GHC comes with an application Haddock that automatically generates web page and other documentation from annotated Haskell code. The Hackage and Stackage websites display that documentation. Stack supports the use of Haddock.

flowchart LR
  code@{ shape: docs, label: "Haskell code" }
  haddock[Haddock]
  docs@{ shape: docs, label: "Documentation" }
  code --> haddock --> docs

Hoogle is a website and an application that allows its users to search for the library components of Haskell packages, the modules they expose, and functions and types exported by modules. Stack supports the use of Hoogle on the command line.

GHC is described in its User Guide. It can be used directly but it is a complex application with many flags and options. These include flags to specify extensions to the Haskell language. Haskell build tools are applications that make it easier to use GHC, including by applying sensible defaults. Stack is such a build tool. Stack itself uses the Cabal library to build.

flowchart LR
  stack[Stack]
  cabal["Cabal (the library)"]
  code@{ shape: docs, label: "Haskell code" }
  ghc[GHC]
  binaries@{ shape: docs, label: "Executable and other files" }
  subgraph buildtool ["Build tool"]
      direction TB
      stack --> cabal --> ghc
  end
  code --> buildtool --> binaries

When Haskell code changes, GHC and build tools aim to minimise what needs to be re-compiled.

A Stack project may comprise only a single package, but Stack can also handle multi-package projects.

Another build tool is Cabal (the tool) (named after the library).

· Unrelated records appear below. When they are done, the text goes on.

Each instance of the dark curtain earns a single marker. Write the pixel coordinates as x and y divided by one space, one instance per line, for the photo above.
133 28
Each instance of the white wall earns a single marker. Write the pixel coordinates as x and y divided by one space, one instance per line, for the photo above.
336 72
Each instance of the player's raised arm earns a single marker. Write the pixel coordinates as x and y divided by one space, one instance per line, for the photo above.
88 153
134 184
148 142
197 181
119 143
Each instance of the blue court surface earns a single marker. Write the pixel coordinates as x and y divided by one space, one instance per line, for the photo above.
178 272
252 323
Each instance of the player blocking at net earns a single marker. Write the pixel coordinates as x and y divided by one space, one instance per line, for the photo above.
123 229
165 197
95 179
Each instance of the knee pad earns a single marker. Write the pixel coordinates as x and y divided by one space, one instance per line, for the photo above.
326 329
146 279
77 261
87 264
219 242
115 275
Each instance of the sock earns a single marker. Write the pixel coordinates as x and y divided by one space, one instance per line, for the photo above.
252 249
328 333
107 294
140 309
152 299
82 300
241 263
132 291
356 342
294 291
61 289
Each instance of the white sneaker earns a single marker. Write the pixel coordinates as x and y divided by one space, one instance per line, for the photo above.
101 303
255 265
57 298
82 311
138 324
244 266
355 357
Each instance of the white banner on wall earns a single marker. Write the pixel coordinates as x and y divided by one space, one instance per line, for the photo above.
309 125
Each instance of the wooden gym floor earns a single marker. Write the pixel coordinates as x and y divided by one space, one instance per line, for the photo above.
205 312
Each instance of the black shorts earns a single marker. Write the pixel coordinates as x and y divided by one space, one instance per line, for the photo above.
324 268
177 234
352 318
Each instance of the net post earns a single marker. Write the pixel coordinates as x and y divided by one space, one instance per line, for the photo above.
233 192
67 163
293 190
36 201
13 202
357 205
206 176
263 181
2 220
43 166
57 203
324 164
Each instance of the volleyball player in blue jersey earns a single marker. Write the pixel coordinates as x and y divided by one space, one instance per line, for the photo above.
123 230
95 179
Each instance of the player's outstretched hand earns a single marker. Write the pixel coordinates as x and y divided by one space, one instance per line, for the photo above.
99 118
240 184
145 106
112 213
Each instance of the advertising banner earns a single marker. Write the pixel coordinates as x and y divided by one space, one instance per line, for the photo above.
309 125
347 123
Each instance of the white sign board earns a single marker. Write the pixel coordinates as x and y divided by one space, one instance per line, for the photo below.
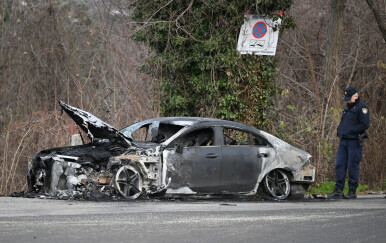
257 36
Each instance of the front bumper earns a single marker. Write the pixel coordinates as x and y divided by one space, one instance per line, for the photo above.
306 174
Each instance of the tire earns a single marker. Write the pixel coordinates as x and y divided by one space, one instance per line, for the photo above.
298 191
128 182
277 184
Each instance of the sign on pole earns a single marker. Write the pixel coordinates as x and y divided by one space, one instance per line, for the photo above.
257 36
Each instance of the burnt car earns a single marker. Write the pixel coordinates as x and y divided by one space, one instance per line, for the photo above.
171 156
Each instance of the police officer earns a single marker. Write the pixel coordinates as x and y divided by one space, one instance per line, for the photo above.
354 122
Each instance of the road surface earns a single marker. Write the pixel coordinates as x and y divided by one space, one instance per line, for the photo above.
46 220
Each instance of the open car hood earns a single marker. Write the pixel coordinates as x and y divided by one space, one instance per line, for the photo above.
93 126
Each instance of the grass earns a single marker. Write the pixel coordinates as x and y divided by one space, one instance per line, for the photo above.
328 187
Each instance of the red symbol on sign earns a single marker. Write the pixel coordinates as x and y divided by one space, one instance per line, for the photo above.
259 30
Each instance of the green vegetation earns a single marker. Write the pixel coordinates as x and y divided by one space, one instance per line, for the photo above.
328 187
200 73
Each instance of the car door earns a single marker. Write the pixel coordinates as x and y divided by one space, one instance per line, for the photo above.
194 160
243 154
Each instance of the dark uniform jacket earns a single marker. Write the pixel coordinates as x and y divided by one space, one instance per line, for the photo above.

It is provided by the cabal-install Haskell package. Stack can be used independently of Cabal (the tool) but users can also use both, if they wish.

Some popular code editors (including Visual Studio Code) have extensions that support Haskell coding by providing an integrated development environment (IDE). Those extensions use HLS (the Haskell Language Server), an application that implements the Language Server Protocol for Haskell.

Stack can manage versions of GHC and upgrade/downgrade Stack itself and is, in that sense, an installer of those applications as well as a build tool. However, Cabal (the tool) is not an installer and versions of HLS applicable to versions of GHC also need to be installed. GHCup is an installer of versions of GHC, HLS, Stack and Cabal (the tool) built for various operating systems and machine architectures. Stack can be configured to manage versions of GHC by using GHCup.

flowchart TD
  ghcUp["GHCup
    installer"]
  ghc["GHC
    compiler"]
  hls["HLS
    IDE tool"]
  stack["Stack
    build tool, installer"]
  cabal["Cabal (the tool)
    build tool"]
  ghcUp -.-> ghc
  ghcUp -.-> hls
  ghcUp -.-> stack
  stack -- "(optional) to fetch GHC" --> ghcUp
  ghcUp -.-> cabal
Setting up

The goal of setting up is a stack executable on the PATH. As we will see, when Stack is used, it sets other things up as needed.

For further information about setting up, see the documentation on that topic. Return here when you know that Stack is on the PATH.

This guide assumes that the directory where Stack install executables (the location reported by stack path --local-bin) has been added to the PATH.

This guide assumes that your computer's operating system is one of Linux, macOS or Windows. Stack's commands are the same on all operating systems.